確かに、天羽の口から放たれる言葉には、間違いなく毒がある。ただ、間違ったことは何一つ言ってはいないから、こちらには反論の余地が一切無いのだ。
しかし、不思議なことに、それが嫌味ったらしく聞こえてこないのだから、本当に不思議なものだ。お坊さんに悟りを開いて貰ったような感覚と言うのだろうか。むしろ、清々しさすら覚える。
だから。、天羽の言う言葉は絶対的に正しい。
クラスの殆ど、もしかすると教師を含めた学校全体の人間がそう思っているのかもしれない。天羽が答えを間違えようものなら、それは天羽の過ちでは無く、世界の大きな過ちなのだ、と。

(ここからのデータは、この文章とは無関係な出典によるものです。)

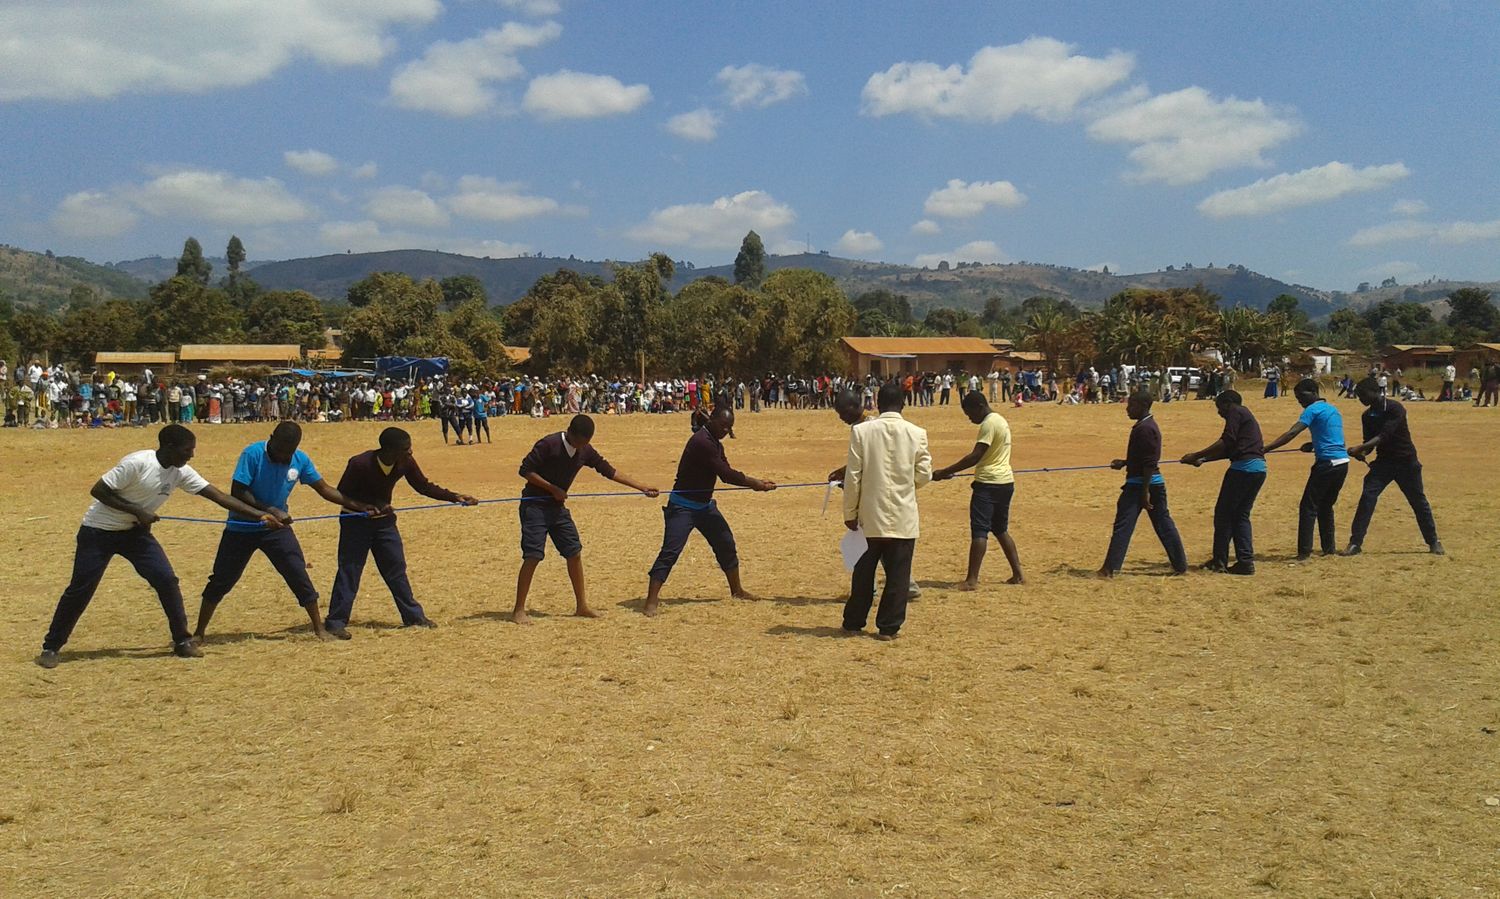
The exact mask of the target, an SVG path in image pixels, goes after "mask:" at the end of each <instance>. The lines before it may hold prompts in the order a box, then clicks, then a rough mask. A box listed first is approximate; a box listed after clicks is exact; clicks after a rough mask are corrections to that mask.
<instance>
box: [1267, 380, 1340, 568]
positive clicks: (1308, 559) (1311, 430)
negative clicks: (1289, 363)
mask: <svg viewBox="0 0 1500 899" xmlns="http://www.w3.org/2000/svg"><path fill="white" fill-rule="evenodd" d="M1292 395H1293V396H1295V398H1296V401H1298V402H1299V404H1302V416H1301V417H1298V420H1296V423H1295V425H1292V428H1289V429H1287V432H1286V434H1283V435H1281V437H1278V438H1275V440H1272V441H1271V443H1268V444H1266V452H1268V453H1269V452H1275V450H1278V449H1281V447H1283V446H1286V444H1289V443H1292V440H1293V438H1296V435H1298V434H1302V432H1304V431H1308V432H1311V437H1313V441H1311V443H1307V444H1304V446H1302V452H1305V453H1313V471H1311V473H1310V474H1308V483H1307V486H1305V488H1302V503H1301V506H1298V561H1307V560H1310V558H1313V525H1314V522H1316V524H1317V536H1319V543H1320V545H1322V548H1323V555H1334V552H1335V549H1337V548H1338V545H1337V543H1335V536H1334V504H1335V503H1338V494H1340V491H1343V489H1344V480H1346V479H1347V477H1349V449H1346V446H1344V416H1343V414H1340V411H1338V407H1335V405H1334V404H1332V402H1328V401H1326V399H1323V398H1322V396H1319V386H1317V381H1314V380H1311V378H1307V380H1302V381H1299V383H1298V386H1296V387H1293V389H1292Z"/></svg>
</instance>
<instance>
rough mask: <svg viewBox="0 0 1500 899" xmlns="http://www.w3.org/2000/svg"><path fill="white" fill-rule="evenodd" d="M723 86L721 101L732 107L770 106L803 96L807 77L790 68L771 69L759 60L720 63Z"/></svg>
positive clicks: (764, 106) (805, 87) (804, 95)
mask: <svg viewBox="0 0 1500 899" xmlns="http://www.w3.org/2000/svg"><path fill="white" fill-rule="evenodd" d="M718 83H720V84H723V86H724V101H727V102H729V105H730V107H733V108H736V110H742V108H745V107H769V105H774V104H780V102H783V101H789V99H792V98H795V96H805V95H807V78H804V77H802V74H801V72H793V71H790V69H772V68H771V66H762V65H759V63H750V65H747V66H724V68H723V69H720V71H718Z"/></svg>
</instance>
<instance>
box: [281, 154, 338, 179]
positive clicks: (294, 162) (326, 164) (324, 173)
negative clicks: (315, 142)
mask: <svg viewBox="0 0 1500 899" xmlns="http://www.w3.org/2000/svg"><path fill="white" fill-rule="evenodd" d="M282 159H284V161H285V162H287V165H288V167H290V168H296V170H297V171H300V173H302V174H311V176H329V174H333V173H336V171H339V161H338V159H335V158H333V156H329V155H327V153H324V152H323V150H287V152H285V153H282Z"/></svg>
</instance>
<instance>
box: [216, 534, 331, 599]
mask: <svg viewBox="0 0 1500 899" xmlns="http://www.w3.org/2000/svg"><path fill="white" fill-rule="evenodd" d="M257 549H260V551H261V552H264V554H266V560H267V561H270V563H272V567H273V569H276V573H278V575H281V576H282V579H284V581H287V587H291V593H293V596H296V597H297V605H300V606H303V608H306V606H309V605H317V602H318V588H317V587H314V585H312V578H309V576H308V558H306V557H305V555H303V554H302V543H299V542H297V534H294V533H293V531H291V528H279V530H275V531H272V530H261V531H231V530H228V528H225V531H223V536H220V537H219V552H217V554H216V555H214V557H213V573H210V575H208V584H207V585H205V587H204V588H202V602H204V603H207V605H219V602H220V600H223V597H225V596H228V594H229V591H231V590H234V585H236V584H239V582H240V576H242V575H245V566H248V564H249V563H251V557H252V555H255V551H257Z"/></svg>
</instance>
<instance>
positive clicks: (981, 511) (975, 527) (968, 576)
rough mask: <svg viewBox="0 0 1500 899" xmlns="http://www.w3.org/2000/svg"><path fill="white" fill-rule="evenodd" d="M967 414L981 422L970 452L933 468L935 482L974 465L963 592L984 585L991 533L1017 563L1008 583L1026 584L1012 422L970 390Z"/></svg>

何より、天羽耀子と言う人間は、誰の目から見ても超人的だった。
容姿端麗、運動神経抜群、学術優秀、多芸多才――と、何をさせても卒なく熟してしまう、俗に言う天才と呼ばれる人種なのだ。多分、天才に成るべくして産まれてきた、選ばれた人間なんだと、僕は思う。
そう――天羽耀子と言う人間は、特別なのだ。
ただ、その性からか、天羽はクラスから浮いてしまっているように見える時がある。クラスの誰かとペアを組まなければならないような時には、皆が遠慮してしまい必ず一人余ってしまう。どこかに遊びに行こうものなら、きっと天羽は家で勉強するのに忙しいだろうからと、皆から敬遠されてしまう。
確かに、天羽耀子と言う人間は、特別だった。
それは、間違いない。
けれど、それよりも天羽耀子という人間以上の虚像を各々の中で創り出してしまうことの方が深刻な問題だった。その性で、どう接して良いのか皆分からなくなっている、と言う現状がどちらかと言えば正しい解釈なのだ。
それでも、天羽耀子は自分のことを特別な人間だと驕ることは決してしなかった。少しくらい他の誰かより出来る事があれば驕りたくなるものだ。それは、僕だけでなく多くの著名人、芸能人、政治家――それらが証明してきている。
なのに、だ。
天羽耀子と言う人間は、驕ることを決してしない。
決して、だ。
それも――いや、それが天羽耀子と言う人間そのものなのだ。
では現在、僕らが授業を終えた放課後の教室に二人きりで何をしているのかと言うと、毎月末に配布される〝学校に対する意見・要望調査〟と言うアンケートをまとめる仕事に、学級委員と言う役職として従事しているから、というわけだった。
このアンケートは、各クラス無記名投票により行われ、学校に対する不満や要望を意見することの出来るモノである。このアンケートをまとめたモノを生徒会に提出することで、これらの意見を採用するかどうかを議論するそうだ。